According to Anthony Poggo, the Secretary General of the Anglican Communion, this post is designed to “foster a collaborative, engaged, enriched fellowship among the bishops of the Anglican Communion, inspiring ever greater companionship, learning and interchange between provinces. This will build on the outcomes of Lambeth ’22, taking forward the Lambeth Conference Calls as well as the renewed relationships between bishops across varying provinces. It will also help to equip bishops for ministry, supporting them not only in their particular contexts but also for engaging in the wider Communion.”
Is the tautology of the title ‘Bishop for Episcopal Ministry’ evidence of a navel-gazing Church irreversibly turned inwards on it self? Has no bishop ever been for Episcopal Ministry until now? Presumably at present, Dr Bailey Wells will be Bishop for Episcopal Ministry only in those Anglican provinces that accept women in Episcopal Ministry. There is no indication of the clamour for such a figure beyond the Anglican Communion Office; how many bishops worldwide wanted this?
At a time when Church of England parishes must adhere to the Safer Recruitment process whereby “our recruitment and selection processes are inclusive, fair, consistent and transparent,” little of this is evident within the press release. We are merely told that this post “was agreed by the Anglican Communion’s Standing Committee” at its last meeting in London, and that it “has been created to build on the success of this year’s Lambeth Conference.” Alas, this proclaimed ‘success’ is nowhere defined.
The press release notably gave little information on how widely this position was advertised throughout the Communion, the application process, and when interviews took place. Neither did it explain how the post is funded. The bare announcement was accompanied by the customary slew of congratulatory paragraphs from usual suspects.
In the name of upholding Episcopal Ministry, Dr Bailey Wells is confined to an episcopal ministry unlike any other in the Anglican Communion. She will have no diocese and no parishes. She will pastor no incumbent clergy and no parishioners.
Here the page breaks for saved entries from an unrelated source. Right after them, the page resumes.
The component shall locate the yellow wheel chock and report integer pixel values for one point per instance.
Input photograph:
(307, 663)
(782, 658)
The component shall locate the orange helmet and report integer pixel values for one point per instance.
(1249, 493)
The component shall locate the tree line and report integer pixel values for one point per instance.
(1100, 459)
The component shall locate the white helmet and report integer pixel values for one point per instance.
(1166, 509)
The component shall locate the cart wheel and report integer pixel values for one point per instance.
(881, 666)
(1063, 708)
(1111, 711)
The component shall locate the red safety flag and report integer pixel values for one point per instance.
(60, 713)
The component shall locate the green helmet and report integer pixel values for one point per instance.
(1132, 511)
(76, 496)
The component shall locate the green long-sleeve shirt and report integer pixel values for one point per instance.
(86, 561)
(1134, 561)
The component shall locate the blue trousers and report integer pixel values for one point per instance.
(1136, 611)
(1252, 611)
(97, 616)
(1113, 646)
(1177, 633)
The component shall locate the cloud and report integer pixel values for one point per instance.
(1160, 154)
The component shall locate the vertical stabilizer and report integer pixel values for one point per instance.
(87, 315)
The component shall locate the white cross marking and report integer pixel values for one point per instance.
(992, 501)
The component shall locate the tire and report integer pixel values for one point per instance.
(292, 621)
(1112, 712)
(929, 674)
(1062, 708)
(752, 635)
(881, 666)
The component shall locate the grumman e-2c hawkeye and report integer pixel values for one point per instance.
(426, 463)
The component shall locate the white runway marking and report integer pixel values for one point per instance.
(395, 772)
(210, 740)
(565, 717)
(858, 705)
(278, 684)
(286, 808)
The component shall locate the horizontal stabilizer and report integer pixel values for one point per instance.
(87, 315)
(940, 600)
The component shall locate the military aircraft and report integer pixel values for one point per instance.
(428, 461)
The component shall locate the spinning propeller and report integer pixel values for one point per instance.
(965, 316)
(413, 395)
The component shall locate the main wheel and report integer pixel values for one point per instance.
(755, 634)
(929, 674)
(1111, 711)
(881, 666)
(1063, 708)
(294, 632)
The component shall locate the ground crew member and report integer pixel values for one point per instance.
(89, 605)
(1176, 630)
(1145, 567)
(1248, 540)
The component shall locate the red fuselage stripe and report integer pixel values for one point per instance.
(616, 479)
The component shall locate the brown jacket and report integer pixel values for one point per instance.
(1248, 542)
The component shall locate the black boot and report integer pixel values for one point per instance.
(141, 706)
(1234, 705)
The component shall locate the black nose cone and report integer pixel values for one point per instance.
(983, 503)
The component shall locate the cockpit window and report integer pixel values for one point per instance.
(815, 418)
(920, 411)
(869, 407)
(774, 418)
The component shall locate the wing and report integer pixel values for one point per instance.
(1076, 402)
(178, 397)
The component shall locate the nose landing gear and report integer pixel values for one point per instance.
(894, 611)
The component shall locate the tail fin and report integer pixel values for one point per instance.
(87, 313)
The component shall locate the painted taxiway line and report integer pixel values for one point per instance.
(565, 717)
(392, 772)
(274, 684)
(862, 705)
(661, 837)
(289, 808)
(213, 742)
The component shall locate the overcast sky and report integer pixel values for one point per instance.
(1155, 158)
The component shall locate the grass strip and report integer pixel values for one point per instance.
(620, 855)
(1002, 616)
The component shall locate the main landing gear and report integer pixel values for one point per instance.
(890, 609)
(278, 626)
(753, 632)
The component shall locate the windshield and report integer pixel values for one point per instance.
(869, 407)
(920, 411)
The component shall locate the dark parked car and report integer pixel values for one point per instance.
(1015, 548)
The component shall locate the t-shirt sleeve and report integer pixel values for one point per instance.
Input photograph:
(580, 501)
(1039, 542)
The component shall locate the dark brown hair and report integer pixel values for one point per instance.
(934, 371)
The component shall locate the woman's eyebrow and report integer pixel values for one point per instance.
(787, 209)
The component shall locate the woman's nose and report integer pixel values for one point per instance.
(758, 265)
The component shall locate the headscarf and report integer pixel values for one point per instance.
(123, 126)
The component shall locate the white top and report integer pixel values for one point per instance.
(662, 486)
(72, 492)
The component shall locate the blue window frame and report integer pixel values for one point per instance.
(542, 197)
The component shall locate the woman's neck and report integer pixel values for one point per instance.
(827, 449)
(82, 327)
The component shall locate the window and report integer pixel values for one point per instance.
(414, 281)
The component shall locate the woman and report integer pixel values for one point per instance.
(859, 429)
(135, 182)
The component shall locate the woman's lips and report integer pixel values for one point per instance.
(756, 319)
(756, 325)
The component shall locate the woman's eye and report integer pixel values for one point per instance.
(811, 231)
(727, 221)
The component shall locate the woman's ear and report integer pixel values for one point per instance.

The liturgical roles unique to a bishop, ordination and confirmation, will not be hers in the normal course of events – the laying off of hands?
Discipline and defending the faith are also part of Episcopal Ministry, but there is no indication that she will have any such power in relation to any errant bishop. In short, she is shorn of regular Episcopal Ministry in order to promote Episcopal Ministry.
No doubt this makes perfect sense within the corridors of the Anglican Communion Office.
A Bishop’s ministry is exercised in fellowship with the whole church, clergy and people. Once more it can be asked, what is to be gained in removing a bishop from a geographically-defined pastoral ministry, and from the whole people of God? It is not clear from the role as described why it had to be a bishop appointed to such a position. Could these functions not be carried out
by a lay person with comparable expertise? Why must they always require a flash of purple and episcopal stipend? One argument might be made is that Dr Bailey Wells has experience of Episcopal Ministry and brings that perspective to the role. However, that unique selling point is
being lost; she is now being removed from Episcopal Ministry in order to be for Episcopal Ministry.
Might bishops on the ground not find support in their ministry from their colleagues in the same province, their Archbishop or Primate, or retired bishops? Would a local input not be more relevant to the growing dioceses of the Global South, rather than imposing the mindset of managed decline so prevalent amongst western bishops?
This enthusiastically-announced position appears to diminish Episcopal Ministry as a ministry to the whole church by taking it away from the whole church. It also distorts the nature of Episcopal Ministry by removing the essential aspects of pastoral oversight to local churches and clergy. Can an Episcopal Ministry distorted still be Episcopal Ministry promoted?